“We had a big [hockey] stick rack here, and they took that away,” said Dale Camfield, pointing to an empty spot in the front of College Shoe Repair. “We started crying, because my dad bought it–and I remember how proud he was to get the hockey stuff going here.”

Dale’s the fourth generation of the Brown family to work in the shoe repair business. Her grandfather and great-grandfather started the shop in the 1930s, and her dad, Bill, came to work there full time at age sixteen. Bill met his wife, Dorothy, nearby at Drake’s Sandwich Shop. They married in 1951, and Dale and her six siblings all spent time behind the counter growing up.

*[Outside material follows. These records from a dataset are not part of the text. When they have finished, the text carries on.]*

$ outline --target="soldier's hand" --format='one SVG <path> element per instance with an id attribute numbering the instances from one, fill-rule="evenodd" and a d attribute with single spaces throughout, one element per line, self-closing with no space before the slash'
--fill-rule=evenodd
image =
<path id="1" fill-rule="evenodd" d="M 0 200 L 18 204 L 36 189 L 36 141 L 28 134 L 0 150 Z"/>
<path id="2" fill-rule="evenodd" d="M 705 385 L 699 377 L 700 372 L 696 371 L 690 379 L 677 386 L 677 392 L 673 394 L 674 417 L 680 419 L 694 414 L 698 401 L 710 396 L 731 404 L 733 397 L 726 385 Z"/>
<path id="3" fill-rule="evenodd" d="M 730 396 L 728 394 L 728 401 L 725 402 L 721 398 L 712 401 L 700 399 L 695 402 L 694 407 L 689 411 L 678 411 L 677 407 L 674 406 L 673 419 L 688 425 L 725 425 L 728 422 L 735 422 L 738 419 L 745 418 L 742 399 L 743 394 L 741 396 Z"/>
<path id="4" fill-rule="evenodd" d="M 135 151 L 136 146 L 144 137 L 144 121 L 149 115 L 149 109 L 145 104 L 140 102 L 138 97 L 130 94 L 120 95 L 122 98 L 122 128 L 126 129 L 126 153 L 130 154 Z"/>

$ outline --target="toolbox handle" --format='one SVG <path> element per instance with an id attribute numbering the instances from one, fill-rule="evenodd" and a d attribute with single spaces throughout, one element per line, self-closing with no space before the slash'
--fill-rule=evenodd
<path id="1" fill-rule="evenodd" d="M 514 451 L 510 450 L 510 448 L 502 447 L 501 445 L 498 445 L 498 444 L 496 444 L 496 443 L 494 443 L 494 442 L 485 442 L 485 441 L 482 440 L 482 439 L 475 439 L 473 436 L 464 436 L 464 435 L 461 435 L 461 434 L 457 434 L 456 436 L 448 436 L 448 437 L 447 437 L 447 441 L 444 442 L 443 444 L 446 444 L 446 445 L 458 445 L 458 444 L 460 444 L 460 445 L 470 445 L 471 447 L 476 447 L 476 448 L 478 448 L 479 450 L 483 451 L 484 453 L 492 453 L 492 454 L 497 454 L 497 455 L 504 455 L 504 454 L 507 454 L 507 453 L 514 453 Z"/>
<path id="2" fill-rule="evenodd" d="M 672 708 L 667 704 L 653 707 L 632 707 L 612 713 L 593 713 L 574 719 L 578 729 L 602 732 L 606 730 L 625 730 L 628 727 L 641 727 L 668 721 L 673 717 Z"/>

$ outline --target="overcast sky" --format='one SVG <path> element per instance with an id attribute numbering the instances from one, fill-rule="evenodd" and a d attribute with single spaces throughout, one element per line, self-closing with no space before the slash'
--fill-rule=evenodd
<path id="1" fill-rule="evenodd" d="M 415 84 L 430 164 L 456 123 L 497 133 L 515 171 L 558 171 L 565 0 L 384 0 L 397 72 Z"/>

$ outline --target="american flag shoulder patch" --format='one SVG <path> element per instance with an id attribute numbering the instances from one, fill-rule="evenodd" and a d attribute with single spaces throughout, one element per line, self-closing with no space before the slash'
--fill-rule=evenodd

As shoes got cheaper and repair work dwindled, they started selling hockey gear to fill the gap. But now more stores are getting into hockey, Dorothy recalled on December 31, and they weren’t “really making a good living anymore.” So New Year’s Eve was College Shoe Repair’s last day. Dale was behind the counter and her brother Pat was in the back fixing the last remaining shoes. Pat saw the closing as the latest in a long line of losses of small family businesses, like Schlenker Hardware and Ehnis & Son. It’s “just all corporate crap up here now,” he lamented. He worried that neighbor Dave Jones at White Market could be next–“that CVS [under construction on State] is gonna kill him.”

Bill Brown died last July, at age eighty-two. In December, Dale was planning to take some time, then start looking for a new job. “I’m going to work at Advantage Sports, that new sports shop on Stadium,” said Pat, finishing up a pair of shoes. “I got kinda lucky.”